Difference between K Means Clustering and Hierarchical Clustering

Cluster analysis or simply k means clustering is the process of partitioning a set of data objects into subsets. Each subset is a cluster such that the similarity within the cluster is greater and the similarity between the clusters is less. Cluster analysis is used in many applications such as business intelligence, image pattern recognition, Web search etc. To realize the importance of clustering we need to discuss with an application of it.

For example, we take the case of business intelligence. In business, intelligence clustering can be used in grouping the customers where the similarity within the group is then the similarity between the groups which facilitates the development of business strategies for enhancing customer relationship management. In the time of grouping, we go through several methods such as Partitioning Methods, Hierarchical Methods, Density-Based methods, Grid-based Methods.
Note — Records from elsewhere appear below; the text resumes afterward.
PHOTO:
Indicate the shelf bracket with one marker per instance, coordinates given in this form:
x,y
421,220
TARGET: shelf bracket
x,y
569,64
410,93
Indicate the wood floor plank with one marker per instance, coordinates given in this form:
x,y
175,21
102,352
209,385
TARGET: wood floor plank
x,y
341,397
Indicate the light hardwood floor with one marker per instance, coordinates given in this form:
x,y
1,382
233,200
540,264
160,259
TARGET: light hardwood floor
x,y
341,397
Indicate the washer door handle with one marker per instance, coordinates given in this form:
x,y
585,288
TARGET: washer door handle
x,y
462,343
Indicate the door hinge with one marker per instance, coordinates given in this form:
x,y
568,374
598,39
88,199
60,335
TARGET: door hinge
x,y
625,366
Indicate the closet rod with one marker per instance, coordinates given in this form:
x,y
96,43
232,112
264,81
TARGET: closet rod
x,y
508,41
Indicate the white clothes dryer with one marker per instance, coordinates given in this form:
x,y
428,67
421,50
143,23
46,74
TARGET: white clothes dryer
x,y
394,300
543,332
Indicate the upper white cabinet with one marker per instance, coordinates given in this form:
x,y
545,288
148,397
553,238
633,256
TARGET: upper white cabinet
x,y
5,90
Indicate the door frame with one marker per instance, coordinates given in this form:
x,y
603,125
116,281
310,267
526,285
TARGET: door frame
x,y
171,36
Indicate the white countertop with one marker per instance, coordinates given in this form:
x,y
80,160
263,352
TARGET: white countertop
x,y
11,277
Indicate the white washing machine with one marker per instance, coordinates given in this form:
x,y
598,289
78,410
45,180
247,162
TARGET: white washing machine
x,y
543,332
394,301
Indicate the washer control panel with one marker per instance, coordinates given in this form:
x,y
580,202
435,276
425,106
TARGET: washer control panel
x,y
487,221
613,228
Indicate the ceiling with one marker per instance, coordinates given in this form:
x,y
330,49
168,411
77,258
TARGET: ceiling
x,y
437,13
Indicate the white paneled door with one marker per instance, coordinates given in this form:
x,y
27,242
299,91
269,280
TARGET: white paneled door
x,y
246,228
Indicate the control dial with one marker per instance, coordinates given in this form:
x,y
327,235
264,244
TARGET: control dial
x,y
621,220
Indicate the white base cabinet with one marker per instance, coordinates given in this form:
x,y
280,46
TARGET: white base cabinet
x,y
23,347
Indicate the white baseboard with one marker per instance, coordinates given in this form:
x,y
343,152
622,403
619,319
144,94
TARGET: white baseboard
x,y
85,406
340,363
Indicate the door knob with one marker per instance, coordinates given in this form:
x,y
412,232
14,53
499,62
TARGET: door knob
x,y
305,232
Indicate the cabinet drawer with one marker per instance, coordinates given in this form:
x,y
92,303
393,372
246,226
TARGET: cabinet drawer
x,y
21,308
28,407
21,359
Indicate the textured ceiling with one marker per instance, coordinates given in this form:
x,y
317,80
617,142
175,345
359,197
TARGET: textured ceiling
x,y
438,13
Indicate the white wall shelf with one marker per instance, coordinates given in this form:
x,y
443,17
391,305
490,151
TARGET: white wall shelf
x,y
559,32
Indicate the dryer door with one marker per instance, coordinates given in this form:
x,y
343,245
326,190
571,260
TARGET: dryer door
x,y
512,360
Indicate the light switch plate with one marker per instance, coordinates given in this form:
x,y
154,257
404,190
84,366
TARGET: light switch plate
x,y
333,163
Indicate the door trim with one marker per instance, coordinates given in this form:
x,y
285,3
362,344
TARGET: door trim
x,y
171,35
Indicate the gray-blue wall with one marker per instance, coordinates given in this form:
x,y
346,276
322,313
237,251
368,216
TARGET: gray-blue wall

In Partitioning methods, we find the mutually exclusive cluster of spherical shape based on distance. In this case, we can use mean or median as a cluster centre to represent each cluster. It is helpful in the small and medium size of data.

In Hierarchical methods, we create hierarchical decomposition of the given set of data. We create hierarchical decomposition in two ways such as from bottom to the top or top to down. On the basis how we create hierarchical decomposition we divide this method into two approaches one is agglomerative approach and other is the divisive approach.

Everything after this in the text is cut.